Here is a safer implementation of Eisenberg's suggestion (avoids runtime failures if plusCommutative1 is given wrong number of parameters in the RULES definition):

plusCommutative1' :: SNat left -> SNat right -> ((left + right) :~: (right + left))
plusCommutative1' = traceShow "invoked" <$> plusCommutative

{-# NOINLINE plusCommutative1' #-}
{-# RULES "proof" forall l r. plusCommutative1' l r = believeMeEq #-} 
believeMeEq :: a :~: b 
believeMeEq = unsafeCoerce Refl

test1' = plusCommutative1' s4 s1 

A note of caution about experimenting with RULES using GHCI. -fenable-rewrite-rules is needed, also do not evaluate plusCommutative1' s4 s1 directly as rewrite RULES are not activated, evaluate test1 -like values instead.

Method 2

plusCommutative2 :: SNat left -> SNat right -> ((left + right) :~: (right + left))
plusCommutative2 = traceShow "invoked" <$> plusCommutative

proveEqFast :: a :~: b ->  a :~: b
proveEqFast _ = believeMeEq

test2 = proveEqFast (plusCommutative s4 s1)

I think, I like this approach the best.

Non termination

Anything can be proven using a non-terminating proof. Haskell does not check totality but we could use QuickCheck to help!

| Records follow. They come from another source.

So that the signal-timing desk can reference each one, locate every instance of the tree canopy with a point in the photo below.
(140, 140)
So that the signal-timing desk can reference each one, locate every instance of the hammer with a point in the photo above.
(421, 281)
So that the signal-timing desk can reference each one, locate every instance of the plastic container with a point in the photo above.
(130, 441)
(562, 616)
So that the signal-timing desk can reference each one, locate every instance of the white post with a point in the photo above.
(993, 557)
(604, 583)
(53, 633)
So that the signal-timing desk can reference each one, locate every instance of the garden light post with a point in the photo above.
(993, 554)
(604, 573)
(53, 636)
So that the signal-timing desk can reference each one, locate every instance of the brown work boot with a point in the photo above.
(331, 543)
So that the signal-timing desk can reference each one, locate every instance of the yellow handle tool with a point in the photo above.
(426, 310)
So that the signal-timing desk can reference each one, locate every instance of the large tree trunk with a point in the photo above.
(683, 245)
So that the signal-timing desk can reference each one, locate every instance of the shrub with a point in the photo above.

termProp :: (Integer, Integer) -> Bool
termProp (i, j) = (integerToNat' i) `withSomeSing` (\ni -> 
                 (integerToNat' j) `withSomeSing` (\nj -> 
                   case plusCommutative ni nj of Refl -> True
                   ))

testTerm = Property.quickCheck termProp

This is obviously easier to do with Method 2, testing proof with rewrite rules seems pointless.